Pirgist lo mira un instante de soslayo. Le dice:

—Sin embargo, yo, que me crié por estos lares, puedo intuir que ya huele el deshielo.

—Si usted lo afirma —contesta el joven, dubitativo.

—Lo hago —sigue János sin dejar de caminar—, la Misericordia Divina consigue que la Naturaleza nunca cese en sus movimientos.

—Pues yo lo veo todo muy quieto, reverendo —intenta bromear su ayudante.

—Créalo. En apenas nada el paisaje hará que los ciruelos y los almendros luzcan en flor.

—Parece mentira.

—Así es el prodigio de la vida —contesta János.


Laus Deo
, padre…


Laus Deo
.

Él calla y camina, cabizbajo.

Es entonces cuando observa algo que queda en un recodo de la senda por la que avanzan.

Como si dudase entre caer con suavidad sobre la hierba o convertirse en efímero diamante, una gota de rocío tiembla en el filo de la hoja de un acebo silvestre, nacido espontánea, milagrosamente entre las rocas. Pirgist mira hacia lo alto con alarma. El punto oscuro y alado se aleja, cielo arriba, hasta perderse en un confín del horizonte.

Su silueta se recorta entre dos picos de la cadena montañosa cercana, que recuerda a enormes colmillos surgidos de la propia tierra. Durante breves momentos esa figura queda como suspendida, estática y al amparo de invisibles corrientes de aire.

Ulula el eco del viento en un murmullo creciente, sólo roto por algo que suena como un último y cóncavo graznido que logra tapar el súbito estruendo de un trueno. Tal vez un rayo impacte en el punto alado y oscuro que ahora se pierde entre las nubes. Él reza porque así sea. Lo hace sin voz, con el pensamiento aterido.

El firmamento asemeja una inmensa sábana de color mercurio, y la luna, que ya nace, una diadema coronando su mortaja.
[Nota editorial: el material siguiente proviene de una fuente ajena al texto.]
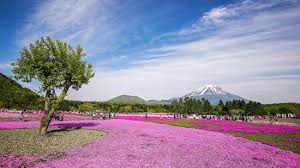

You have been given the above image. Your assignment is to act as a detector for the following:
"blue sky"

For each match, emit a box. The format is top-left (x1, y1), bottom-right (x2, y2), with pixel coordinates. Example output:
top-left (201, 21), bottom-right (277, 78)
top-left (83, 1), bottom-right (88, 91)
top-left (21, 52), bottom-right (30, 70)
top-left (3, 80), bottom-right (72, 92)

top-left (0, 0), bottom-right (300, 103)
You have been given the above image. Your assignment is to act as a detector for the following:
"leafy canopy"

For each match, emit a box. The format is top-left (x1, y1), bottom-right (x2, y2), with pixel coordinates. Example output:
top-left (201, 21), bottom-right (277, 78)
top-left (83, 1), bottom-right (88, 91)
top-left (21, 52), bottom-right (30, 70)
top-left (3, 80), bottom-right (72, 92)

top-left (13, 37), bottom-right (94, 97)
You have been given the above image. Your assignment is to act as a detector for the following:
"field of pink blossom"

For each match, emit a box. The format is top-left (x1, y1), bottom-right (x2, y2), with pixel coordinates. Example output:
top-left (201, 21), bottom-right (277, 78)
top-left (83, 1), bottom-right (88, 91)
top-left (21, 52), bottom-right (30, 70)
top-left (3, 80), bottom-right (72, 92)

top-left (0, 119), bottom-right (300, 168)
top-left (117, 115), bottom-right (300, 134)
top-left (0, 112), bottom-right (91, 121)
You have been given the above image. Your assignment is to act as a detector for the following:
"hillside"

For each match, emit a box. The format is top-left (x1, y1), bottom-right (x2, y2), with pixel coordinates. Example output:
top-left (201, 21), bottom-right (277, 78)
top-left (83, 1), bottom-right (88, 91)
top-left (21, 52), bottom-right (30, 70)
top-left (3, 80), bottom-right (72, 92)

top-left (0, 73), bottom-right (40, 109)
top-left (107, 95), bottom-right (146, 104)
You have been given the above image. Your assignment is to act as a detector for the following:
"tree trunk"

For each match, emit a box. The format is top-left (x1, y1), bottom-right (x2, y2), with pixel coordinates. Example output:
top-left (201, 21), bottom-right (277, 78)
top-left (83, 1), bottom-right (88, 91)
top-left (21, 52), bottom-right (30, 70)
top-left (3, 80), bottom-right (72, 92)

top-left (39, 85), bottom-right (70, 135)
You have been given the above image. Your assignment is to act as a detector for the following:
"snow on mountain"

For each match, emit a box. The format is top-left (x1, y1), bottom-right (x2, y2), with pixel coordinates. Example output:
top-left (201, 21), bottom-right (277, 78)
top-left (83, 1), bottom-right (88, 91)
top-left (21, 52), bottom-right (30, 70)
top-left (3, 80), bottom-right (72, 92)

top-left (186, 84), bottom-right (227, 97)
top-left (175, 84), bottom-right (248, 104)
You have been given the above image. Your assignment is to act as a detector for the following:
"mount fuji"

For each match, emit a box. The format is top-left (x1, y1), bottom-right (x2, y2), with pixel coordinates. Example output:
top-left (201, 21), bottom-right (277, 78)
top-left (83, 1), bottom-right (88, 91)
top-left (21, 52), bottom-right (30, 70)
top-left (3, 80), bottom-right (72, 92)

top-left (171, 84), bottom-right (248, 104)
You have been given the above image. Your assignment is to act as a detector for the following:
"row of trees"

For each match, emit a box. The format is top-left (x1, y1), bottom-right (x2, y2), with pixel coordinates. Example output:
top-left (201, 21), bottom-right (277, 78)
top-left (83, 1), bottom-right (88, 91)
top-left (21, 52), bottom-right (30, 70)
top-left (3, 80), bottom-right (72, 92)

top-left (170, 97), bottom-right (300, 116)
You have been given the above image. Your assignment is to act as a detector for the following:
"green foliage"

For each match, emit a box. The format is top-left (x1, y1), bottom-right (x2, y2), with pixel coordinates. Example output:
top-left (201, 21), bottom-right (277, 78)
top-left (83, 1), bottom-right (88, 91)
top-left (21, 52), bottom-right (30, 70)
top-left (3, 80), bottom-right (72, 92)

top-left (0, 73), bottom-right (41, 109)
top-left (13, 37), bottom-right (94, 92)
top-left (12, 37), bottom-right (94, 134)
top-left (107, 95), bottom-right (146, 104)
Empieza a nevar tenuemente. En pocos minutos lo aún verde, lo todavía marrón y lo negro se tiñen de blanco. Es el instante en que se dan cita los espectros, pero hay que ignorarlos o pensar que se trata tan sólo de arteros juegos de la luz, que muere un nuevo día para renacer mañana.
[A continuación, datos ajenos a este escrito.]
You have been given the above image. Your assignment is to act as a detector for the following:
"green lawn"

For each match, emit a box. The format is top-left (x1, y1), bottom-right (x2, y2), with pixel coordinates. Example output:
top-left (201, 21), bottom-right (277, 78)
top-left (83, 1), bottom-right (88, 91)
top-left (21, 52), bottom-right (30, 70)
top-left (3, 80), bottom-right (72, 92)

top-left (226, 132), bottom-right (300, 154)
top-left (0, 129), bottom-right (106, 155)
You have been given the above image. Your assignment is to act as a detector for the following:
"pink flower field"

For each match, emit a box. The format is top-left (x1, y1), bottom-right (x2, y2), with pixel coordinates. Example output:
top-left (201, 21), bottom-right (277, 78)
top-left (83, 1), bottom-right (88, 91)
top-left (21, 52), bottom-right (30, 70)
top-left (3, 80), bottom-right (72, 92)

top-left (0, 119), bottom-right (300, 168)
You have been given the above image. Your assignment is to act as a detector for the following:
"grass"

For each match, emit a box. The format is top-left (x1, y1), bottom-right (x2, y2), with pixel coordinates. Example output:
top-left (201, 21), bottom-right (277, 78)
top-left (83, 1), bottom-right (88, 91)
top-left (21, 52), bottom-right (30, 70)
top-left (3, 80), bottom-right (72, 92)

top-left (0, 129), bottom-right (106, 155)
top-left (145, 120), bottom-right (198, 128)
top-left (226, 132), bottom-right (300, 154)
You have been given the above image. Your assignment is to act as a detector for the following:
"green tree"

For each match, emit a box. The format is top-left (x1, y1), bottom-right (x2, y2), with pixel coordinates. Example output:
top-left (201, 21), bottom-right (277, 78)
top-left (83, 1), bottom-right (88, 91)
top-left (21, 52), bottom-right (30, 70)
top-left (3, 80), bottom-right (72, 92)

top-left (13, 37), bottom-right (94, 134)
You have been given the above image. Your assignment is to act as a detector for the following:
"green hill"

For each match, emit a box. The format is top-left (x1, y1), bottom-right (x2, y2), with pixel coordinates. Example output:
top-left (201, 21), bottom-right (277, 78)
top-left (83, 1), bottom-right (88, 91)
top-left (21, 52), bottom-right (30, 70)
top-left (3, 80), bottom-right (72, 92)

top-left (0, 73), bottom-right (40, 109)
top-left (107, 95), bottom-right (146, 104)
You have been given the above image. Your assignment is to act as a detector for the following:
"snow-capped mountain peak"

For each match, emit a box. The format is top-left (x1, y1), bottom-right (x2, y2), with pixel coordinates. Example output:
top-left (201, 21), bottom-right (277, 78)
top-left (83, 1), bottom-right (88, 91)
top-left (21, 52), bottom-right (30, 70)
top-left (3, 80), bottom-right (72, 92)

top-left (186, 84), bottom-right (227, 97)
Cerca está la hora de las canciones mientras se recoge la cosecha, y del Ángelus a la hora del crepúsculo.

Falta poco para la época del petirrojo y las calandrias, de las margaritas y del tomillo. Entonces, una vez más, el esplendor va a derramarse doquiera abarque la mirada del hombre.

En esa etérea lejanía cristaliza la noche.

Se hace el silencio en los campos.

Los Cárpatos duermen.

Pronto llegará la primavera.

Esta historia se basa en personajes y hechos, por desgracia, absolutamente reales. Ojalá nunca hubieran existido. Sirvan a modo de testimonio para mostrar aquello de lo que es capaz la condición humana.